Vancouver Island needs a comprehensive transportation strategy, one that would integrate ferries, buses, trails, and trains. A vision I could support maximizes the efficiencies of all available modes in an integrated transportation network based around a modern rail system. Now that would remove many cars, trucks, and buses from our lone, crowded highway. The benefits of rail are well documented, including significant greenhouse gas emissions reductions. The Island Corridor Foundation has been engaged in a conversation with the federal and provincial governments about a significant investment in rail, and the court-imposed deadline on the future of the rail corridor is only weeks away.

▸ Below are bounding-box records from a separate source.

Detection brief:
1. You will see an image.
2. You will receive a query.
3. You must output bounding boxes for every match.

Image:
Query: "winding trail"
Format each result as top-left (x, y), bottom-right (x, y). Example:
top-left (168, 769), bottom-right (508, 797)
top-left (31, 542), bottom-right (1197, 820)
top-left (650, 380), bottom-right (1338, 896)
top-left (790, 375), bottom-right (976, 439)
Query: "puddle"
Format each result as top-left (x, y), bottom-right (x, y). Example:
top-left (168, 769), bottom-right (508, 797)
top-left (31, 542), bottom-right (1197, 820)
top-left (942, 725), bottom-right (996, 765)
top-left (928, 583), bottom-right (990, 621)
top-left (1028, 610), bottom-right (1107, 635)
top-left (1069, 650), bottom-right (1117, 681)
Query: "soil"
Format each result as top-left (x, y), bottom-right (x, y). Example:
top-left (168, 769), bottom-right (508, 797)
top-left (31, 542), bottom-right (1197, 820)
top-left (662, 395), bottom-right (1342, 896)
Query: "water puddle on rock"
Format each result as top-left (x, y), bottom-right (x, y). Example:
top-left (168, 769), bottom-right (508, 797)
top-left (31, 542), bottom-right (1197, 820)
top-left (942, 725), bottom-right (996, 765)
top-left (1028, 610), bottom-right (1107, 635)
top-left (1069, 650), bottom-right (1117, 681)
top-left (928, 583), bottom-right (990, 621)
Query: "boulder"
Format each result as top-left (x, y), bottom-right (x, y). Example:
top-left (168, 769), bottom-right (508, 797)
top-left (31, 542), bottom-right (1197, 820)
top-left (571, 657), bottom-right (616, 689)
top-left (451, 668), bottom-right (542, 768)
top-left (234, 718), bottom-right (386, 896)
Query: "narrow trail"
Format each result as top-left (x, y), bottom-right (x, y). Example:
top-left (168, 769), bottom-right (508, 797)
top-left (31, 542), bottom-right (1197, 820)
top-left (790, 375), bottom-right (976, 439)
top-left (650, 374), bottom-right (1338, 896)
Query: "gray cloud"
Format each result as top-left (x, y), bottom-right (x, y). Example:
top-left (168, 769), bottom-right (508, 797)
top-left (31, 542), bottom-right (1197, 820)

B.C.’s 2021 South Island Transportation Strategy estimates typical driving times of 87-144 minutes from Mill Bay to Victoria by 2038. The train service proposed in the ICF’s business case would see at least five round trips, taking 90 minutes, from Duncan to Victoria, and about 65 minutes from Shawnigan Lake, similar to what the Cowichan commuter bus takes today. The train is very resilient to weather and wouldn’t take any longer in 2038, how about buses?